April 11, 2007 09:27 IST

"Power will go to the hands of rascals, rogues and freebooters. All Indian leaders will be of low calibre and men of straw." Winston Churchill on the eve of Indian Independence.

Sometimes facts speak louder than comments. The following are some extracts from the Approach Paper to the 11th Five-Year Plan, prepared and published by the Planning Commission last year.

Coming from the highest echelons of the government, these remain an authentic and a grim reminder of what has gone wrong since Independence. Consider these dismal facts from this document of the Planning Commission:

The net result is that today India languishes at the bottom half of the global Human Development Index (HDI) wedged between underdeveloped countries like Namibia, Sao Tome and Principe, and Solomon Islands. Even countries endowed with lesser amount of natural resources and lower calibre of human capital have performed better, perhaps even miraculously. This has been largely due to effective, responsive and effective governance. India definitely deserves better.

The net fiscal impact of the above. . .

Apart from the underperformance in the social sectors, the impact of the lack of governance needs to be understood in monetary terms too. The debt of the central government stands at approximately Rs 25 lakh crore (Rs 25 trillion) as at March 31, 2007: that is, 25 followed by 12 zeroes!

What needs to be further understood is that like an individual, a government too can borrow -- provided it has corresponding assets. It may be noted that the foreign debt comprised within this overall debt is still computed at historical costs (when the exchange rate was say Rs 16 per US $), thereby suppressing the aggregate by trillions of rupees.

Secondly, what is indeed appalling is that the government concedes that it has a liability aggregating to Rs 12 lakh crore (Rs 12 trillion) without corresponding assets. Finally, for the balance assets, no provision is made for depreciation. Net of depreciation, this figure would be even more abysmal. All these are further manifestations of our mis-governance.

Needless to emphasise, if this is the position of the central government, one can imagine the financial position of the state governments. The interest bill coupled with the salary burden has a debilitating impact on the finances of the State. Even a 'progressive' state government like Tamil Nadu spends approximately 70 per cent -- yes, 70 per cent -- of its revenues on the salary of its employees.

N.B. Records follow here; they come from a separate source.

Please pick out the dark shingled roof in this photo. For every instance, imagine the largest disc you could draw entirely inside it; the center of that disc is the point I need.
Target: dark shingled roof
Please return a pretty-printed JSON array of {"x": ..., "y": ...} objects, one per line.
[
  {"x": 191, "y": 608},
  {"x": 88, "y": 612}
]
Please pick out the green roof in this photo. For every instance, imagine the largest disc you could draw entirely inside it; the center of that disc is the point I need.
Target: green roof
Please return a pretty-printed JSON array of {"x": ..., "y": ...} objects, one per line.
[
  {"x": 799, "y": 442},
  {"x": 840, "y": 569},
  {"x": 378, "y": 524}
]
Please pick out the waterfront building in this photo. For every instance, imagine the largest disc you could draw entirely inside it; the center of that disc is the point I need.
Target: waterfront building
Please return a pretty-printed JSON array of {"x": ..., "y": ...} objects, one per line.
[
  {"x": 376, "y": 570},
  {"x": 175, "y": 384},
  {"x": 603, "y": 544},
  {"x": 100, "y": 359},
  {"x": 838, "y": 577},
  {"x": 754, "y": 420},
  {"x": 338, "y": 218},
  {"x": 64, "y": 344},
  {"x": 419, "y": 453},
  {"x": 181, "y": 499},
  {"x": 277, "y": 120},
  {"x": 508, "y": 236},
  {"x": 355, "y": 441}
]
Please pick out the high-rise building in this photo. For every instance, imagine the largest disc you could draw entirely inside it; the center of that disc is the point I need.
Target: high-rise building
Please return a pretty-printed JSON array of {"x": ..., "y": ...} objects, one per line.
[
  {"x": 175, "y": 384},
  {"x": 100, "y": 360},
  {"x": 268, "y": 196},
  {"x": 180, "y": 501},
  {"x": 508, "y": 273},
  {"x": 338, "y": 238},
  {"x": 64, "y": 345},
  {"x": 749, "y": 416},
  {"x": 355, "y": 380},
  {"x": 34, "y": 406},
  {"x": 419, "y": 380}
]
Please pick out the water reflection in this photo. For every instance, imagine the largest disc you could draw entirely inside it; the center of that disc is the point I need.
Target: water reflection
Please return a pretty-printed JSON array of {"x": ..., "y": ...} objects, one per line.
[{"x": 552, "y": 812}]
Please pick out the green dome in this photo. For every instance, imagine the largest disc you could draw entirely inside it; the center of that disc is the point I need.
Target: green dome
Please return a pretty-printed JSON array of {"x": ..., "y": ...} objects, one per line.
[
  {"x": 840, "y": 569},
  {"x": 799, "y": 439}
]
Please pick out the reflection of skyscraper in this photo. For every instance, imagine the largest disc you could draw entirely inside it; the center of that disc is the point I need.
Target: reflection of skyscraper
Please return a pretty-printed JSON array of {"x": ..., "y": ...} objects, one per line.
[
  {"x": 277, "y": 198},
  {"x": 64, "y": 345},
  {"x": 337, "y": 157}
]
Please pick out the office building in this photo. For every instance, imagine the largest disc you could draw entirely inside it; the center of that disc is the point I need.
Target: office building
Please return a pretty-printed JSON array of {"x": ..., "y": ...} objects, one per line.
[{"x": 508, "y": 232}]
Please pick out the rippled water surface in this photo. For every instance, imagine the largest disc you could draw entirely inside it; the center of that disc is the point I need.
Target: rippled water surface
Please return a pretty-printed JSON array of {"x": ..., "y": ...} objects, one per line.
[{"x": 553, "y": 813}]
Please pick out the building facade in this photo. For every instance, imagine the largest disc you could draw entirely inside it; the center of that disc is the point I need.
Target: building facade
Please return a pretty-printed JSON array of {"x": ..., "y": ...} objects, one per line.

If salary were to be such a high proportion of the total revenues, there is hardly any sum available for development, which in turn depends on fresh borrowings. For the benefit of a mere 2 per cent of the population, the rest are taxed and in the name of government, we continue to suffer this absurdity silently.

It would appear that the government exists not for the greater good of the greater number, but greater good of its own employees. Such a model is purely unsustainable.

While one should not and cannot have an argument against increased State intervention in such matters -- the moot point is whether the State intervention is at all effective? If that were so, everything else would be justifiable. Unfortunately it is not and that calls for a rethink on the present model.

After all, anything multiplied by zero is zero.

This is simply because we have outsourced governance -- even if it were to the brightest minds in India -- the employees of the government. The fact of the matter remains that with no direct say on the outcome, governance has become the largest stumbling block for the prosperity of our own people.

Taking governance to the people

This is simply because our governmental system, largely being of British vintage -- centralised, corroded and constrained -- is largely unsuited for this country. Surely, the humungous nature of the challenges faced by a vast country with a size of a sub-continent and a billion people makes it impossible to be governed with a centralised system -- as the British system was and the present system is -- comprising a few million at Delhi, State capitals and district headquarters, usually uninterested, virtually unaccountable and predominantly corrupt.

So what needs to be done?

In this context, one is forced to recall the Manesar Declaration, which explicitly states: "The process of development is inherently political and if it is inequitable and non-participatory, it can actually create poverty. The objective of eradicating poverty can only be achieved through struggle in which people living in poverty are empowered to take control of their own lives and resources. People living in poverty, the majority of whom are women, are best able to identify the structural obstacles that perpetuate and accentuate poverty. In consequence, they are also best placed to set the agenda, to address these obstacles and to define solutions that can eradicate poverty."

The billion-dollar question now is: how to make governance participatory?

The solution to the above lies in thinking beyond the current template. This can be done through a grand design of involving the Panchayathi Raj Institutions (PRIs) as a delivery mechanism. Unfortunately, PRIs are largely ornamental pieces of legislation in an otherwise sublime Constitution. We need to leverage these institutions and churn the system so as to make the development projects the responsibility of these local bodies and 'un-bundle' the State and central governments of the same.

Unfortunately, under the present three-tiered Constitution, responsibilities are mostly vested with the Central or the State or both, with very little functional mandate extended to the third tier, viz., the PRIs.

The spirit of Part IX of the Constitution, which deals with the PRIs, goes beyond the concept of political empowerment. It is a majestic idea towards self-governance. By design it is the State (hence eminently suited for the purpose) in all its majestic manifestation but with a vital difference -- by its very design it will be 'participatory,' especially in a country like India.

The time for unleashing the power of the idea of PRIs has come. It has to be noted such an empowerment of the PRIs must include direct fund transfer by both the State and the central governments -- of all possible developmental programmes.

Importantly, the crucial role of developmental process must be piloted by the PRIs. Naturally, it would at once trigger a movement for grassroots democracy and with it developmental economics to flourish.

Our resistance to change and vested interests that feed on the extant system mean that the PRIs are essentially non-starters even after two decades since their introduction in the statute book.

It has to be noted that the ideas as suggested above, though illustrative, could well trigger a massive movement as the programmes are meaningfully under the control of the intended beneficiaries. One sincerely believes that this is the only way out to deal with imperial demand of India's social sector. Else Winston Churchill will continue to chuckle.